Auckland-based Image Marketing Group has agreed to pay a $120,000 penalty to the Crown for spamming.
The penalty was agreed upon by company director Brendan Paul Battles and the Department of Internal Affairs, and approved by the High Court at Auckland.
In a just-released decision, Justice Mary Peters says the company breached the Unsolicited Electronic Messages Act 2007 four times from February 2009 to December 2010.
Originally, the starting point for negotiating the penalty was $160,000, but Justice Peters reduced it to $120,000 because Mr Battles cooperated.
“The acknowledgement of liability avoids the very substantial costs the taxpayer would incur if a trial were required, that trial being estimated to take seven days,” she says in the decision.
Got off lightly
"Image Marketing Group and Brendan Battles are prolific spammers, who were apparently still sending bulk spam in 2011 when the matter was before the courts," Institute of IT Professionals CEO Paul Matthews tells NBR.

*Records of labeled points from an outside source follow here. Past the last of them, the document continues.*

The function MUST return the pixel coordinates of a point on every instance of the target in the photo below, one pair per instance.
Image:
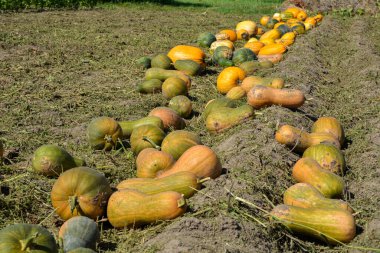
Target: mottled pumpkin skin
(336, 223)
(85, 195)
(103, 133)
(130, 208)
(79, 232)
(19, 238)
(177, 142)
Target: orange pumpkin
(229, 78)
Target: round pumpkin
(86, 194)
(146, 136)
(182, 105)
(229, 78)
(51, 160)
(103, 133)
(177, 142)
(79, 232)
(206, 39)
(19, 238)
(174, 86)
(183, 52)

"Given how major the operation was, and the fact they were initially up for a maximum of $2.1 million in fines, the eventual fine could be considered at the lighter end," Mr Matthews says.
"Many people suspect what was proven in court was likely just the tip of the iceberg, but hopefully this marks the end of spam from this corner of the web and serves as a warning to others thinking of doing the same."

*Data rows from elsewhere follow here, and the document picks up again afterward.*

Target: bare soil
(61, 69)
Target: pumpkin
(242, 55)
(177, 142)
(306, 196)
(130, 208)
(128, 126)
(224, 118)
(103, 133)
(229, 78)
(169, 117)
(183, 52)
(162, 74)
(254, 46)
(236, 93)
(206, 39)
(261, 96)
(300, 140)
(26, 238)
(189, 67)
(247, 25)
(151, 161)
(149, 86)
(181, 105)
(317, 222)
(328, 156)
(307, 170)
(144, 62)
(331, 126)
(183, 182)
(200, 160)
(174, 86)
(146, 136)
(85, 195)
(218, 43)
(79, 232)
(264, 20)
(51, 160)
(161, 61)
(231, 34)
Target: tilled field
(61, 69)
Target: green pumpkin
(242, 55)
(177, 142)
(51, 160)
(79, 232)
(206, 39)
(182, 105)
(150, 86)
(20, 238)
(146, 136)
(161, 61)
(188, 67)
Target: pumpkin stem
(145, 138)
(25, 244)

Between February to March 2009, Image Marketing Group was responsible for more than 44,800 text messages to mobile telephones connected to networks operated by Telecom and Vodafone. These sought to promote the sale of a product known as an “Antenna Booster”.
In September 2009, the company sold a database with about 50,000 email addresses to a third party, Dean Letfus. Mr Letfus paid $1000 and sent messages to the email addresses in the database, marketing and promoting goods and services. About 400 recipients complained.

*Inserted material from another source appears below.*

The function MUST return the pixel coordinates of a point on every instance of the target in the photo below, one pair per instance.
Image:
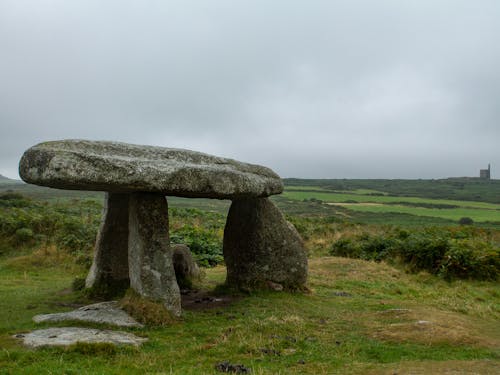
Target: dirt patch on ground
(195, 300)
(428, 326)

In December 2009, Mr Battles logged into his account with Ezymsg Pty, an Australian web-based marketing and database management service, and sent nearly 520,000 messages.
In 2010, the company continued to send unwanted messages to New Zealanders as part of 21 email advertising campaigns by Image Marketing Group.
The Department of Internal Affairs received 69 complaints in respect of the 2010 messages. The number of messages Mr Battles sent remains unknown, according to the court judgment.